Pas de poursuites contre le policier accusé d'avoir asphyxié un homme noir à New York

Des bougies en souvenir d'Eric Garner mort sur ce trottoir après avoir été étranglé par un policier qui l'arrêtait pour vente illicite de cigarettes à Staten Island, New Yrok le 1er août 2014.

Le ministère de la Justice a renoncé à poursuivre pénalement le policier accusé d'avoir asphyxié un homme noir lors d'une interpellation musclée en juillet 2014 à New York, selon plusieurs médias américains, alors que le délai légal arrive à son terme.

Sollicité par l'AFP, le bureau du procureur fédéral de Brooklyn, Richard Donoghue, qui a suivi le dossier, s'est refusé à tout commentaire. Une conférence de presse est prévue à 11H00 locale à New York (15H00 GMT).

La décision du ministère de la Justice signifie que Daniel Pantaleo, l'officier de police en cause, ne fera l'objet d'aucune poursuite pénale.
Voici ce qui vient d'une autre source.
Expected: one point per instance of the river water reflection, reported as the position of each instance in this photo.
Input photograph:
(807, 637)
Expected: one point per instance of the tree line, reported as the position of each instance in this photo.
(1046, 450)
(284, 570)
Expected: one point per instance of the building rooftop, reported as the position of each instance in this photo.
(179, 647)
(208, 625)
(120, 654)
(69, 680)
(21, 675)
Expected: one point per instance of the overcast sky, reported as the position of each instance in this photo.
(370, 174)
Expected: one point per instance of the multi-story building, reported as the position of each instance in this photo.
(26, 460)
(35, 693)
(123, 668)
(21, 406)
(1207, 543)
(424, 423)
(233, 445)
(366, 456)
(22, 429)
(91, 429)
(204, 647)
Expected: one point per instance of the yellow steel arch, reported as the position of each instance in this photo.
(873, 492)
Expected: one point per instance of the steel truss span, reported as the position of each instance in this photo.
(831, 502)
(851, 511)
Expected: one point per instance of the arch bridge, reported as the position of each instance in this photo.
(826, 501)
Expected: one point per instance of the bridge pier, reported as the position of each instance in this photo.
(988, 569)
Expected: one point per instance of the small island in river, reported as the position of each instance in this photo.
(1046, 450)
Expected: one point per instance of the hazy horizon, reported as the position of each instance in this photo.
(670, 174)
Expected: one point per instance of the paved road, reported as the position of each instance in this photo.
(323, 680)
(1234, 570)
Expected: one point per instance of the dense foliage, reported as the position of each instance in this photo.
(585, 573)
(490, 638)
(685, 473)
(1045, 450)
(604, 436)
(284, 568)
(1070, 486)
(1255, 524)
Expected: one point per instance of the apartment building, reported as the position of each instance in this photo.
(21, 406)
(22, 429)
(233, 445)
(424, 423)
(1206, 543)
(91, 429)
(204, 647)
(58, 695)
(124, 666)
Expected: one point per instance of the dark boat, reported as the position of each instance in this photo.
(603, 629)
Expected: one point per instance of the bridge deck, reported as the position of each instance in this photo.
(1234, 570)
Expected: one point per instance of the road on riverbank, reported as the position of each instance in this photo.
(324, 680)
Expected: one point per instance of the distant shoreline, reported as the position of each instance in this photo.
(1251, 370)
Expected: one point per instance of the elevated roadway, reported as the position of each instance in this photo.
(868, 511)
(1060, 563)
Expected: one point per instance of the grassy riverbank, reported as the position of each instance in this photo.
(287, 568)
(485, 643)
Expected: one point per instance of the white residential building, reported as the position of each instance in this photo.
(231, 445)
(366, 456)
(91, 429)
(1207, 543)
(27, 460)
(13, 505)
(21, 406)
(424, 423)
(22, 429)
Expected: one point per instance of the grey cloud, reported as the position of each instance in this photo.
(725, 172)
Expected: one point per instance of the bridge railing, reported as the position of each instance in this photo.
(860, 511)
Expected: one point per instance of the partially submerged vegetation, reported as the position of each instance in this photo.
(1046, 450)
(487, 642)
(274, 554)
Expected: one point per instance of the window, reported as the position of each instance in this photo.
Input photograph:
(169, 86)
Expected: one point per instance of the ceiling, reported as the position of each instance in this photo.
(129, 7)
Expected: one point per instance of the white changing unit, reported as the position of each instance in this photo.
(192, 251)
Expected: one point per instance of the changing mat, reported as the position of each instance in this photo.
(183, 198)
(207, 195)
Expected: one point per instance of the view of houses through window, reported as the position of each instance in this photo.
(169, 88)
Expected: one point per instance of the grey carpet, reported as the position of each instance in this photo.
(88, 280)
Car avant que le gouvernement renonce mardi à inculper le policier au niveau fédéral, un grand jury avait déjà décidé, en décembre 2014, que les éléments n'étaient pas suffisants pour justifier un procès devant un tribunal de l'Etat de New York.

Le 17 juillet 2014, Eric Garner (43 ans) avait été violemment plaqué au sol par des policiers qui le soupçonnaient de vendre illégalement des cigarettes dans une rue du quartier de Staten Island.

Obèse et asthmatique, Garner, qui refusait d'être interpellé mais n'était pas armé, avait perdu connaissance, alors que cinq hommes s'employaient à le menotter, avant de décéder.

Les images de l'interpellation, filmées par un ami et mise en ligne peu après, avaient fait le tour du monde et provoqué un vif émoi. On y entend Eric Garner répéter "Je ne peux pas respirer" ("I can't breathe").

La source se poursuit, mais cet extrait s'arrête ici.